First Step Function
Workflow.
Initial setup
AWS Console or CLI: create state machine with Amazon States Language definition. Standard JSON or YAML format.
Two execution types: Standard (long-running, billed per state transition) and Express (high-throughput, billed by duration).
Standard for orchestration of human-paced workflows; Express for high-frequency event-driven workflows.
Simple workflow
Sequence of Lambda invocations: Task states with Resource pointing at the function ARN. Each completes; output flows to the next.
Choice state for branching. Conditional logic based on previous output.
Map state for fan-out. Iterate over an array; each element processed in parallel.
Error handling
Catch blocks for specific error types. Retry, fall back, or terminate based on the error.
Retry policies: exponential backoff with max attempts. Built-in; declarative.

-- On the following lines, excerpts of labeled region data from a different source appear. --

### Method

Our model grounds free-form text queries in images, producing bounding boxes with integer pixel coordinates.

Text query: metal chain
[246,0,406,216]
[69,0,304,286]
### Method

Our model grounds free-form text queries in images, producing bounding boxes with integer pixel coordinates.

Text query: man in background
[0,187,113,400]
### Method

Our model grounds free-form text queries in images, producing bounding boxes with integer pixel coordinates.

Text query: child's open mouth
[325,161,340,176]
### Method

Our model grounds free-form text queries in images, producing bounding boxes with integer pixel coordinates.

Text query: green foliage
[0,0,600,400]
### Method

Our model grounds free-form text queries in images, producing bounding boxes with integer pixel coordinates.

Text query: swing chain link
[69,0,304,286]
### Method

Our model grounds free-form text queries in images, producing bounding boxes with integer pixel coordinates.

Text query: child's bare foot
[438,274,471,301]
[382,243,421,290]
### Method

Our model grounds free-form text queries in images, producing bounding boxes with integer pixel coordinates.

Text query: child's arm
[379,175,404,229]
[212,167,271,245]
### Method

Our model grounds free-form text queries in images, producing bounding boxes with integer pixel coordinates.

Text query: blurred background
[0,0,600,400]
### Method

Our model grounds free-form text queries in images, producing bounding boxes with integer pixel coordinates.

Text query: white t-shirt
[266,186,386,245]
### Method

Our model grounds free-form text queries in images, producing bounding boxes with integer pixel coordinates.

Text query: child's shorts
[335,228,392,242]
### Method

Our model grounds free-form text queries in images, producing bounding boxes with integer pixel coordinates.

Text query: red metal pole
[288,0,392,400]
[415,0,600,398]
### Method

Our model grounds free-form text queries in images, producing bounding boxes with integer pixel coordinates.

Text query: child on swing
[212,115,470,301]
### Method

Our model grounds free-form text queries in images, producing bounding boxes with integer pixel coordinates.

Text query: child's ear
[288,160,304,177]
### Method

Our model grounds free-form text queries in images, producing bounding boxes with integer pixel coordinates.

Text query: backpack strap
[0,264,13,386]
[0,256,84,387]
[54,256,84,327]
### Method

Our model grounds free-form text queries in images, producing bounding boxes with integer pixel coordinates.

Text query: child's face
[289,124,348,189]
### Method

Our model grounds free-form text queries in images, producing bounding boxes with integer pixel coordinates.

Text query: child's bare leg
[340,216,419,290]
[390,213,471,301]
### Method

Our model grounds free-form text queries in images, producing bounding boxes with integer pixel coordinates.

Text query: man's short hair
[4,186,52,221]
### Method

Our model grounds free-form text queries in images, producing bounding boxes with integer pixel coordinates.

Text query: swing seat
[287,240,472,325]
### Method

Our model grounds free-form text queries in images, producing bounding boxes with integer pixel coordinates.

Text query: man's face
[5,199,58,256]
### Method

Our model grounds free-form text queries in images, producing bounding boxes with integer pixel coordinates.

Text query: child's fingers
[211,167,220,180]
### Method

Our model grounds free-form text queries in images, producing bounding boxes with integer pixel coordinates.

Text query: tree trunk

Fallback states: catch errors and route to a different state. Useful for graceful degradation.
Observability
CloudWatch logs per state machine execution. Trace through state transitions.
X-Ray integration. Distributed tracing across Lambda invocations within a state machine.
Per-execution UI: visual graph of execution path; click states to inspect inputs and outputs.
Operating Step Functions
IaC for state machine definitions: Terraform, CDK, or SAM. Don't click-build production.
Version control state machine definitions. Reviewed via PR.
Test executions in development environment before promoting. Step Functions supports TestState API for state-level testing.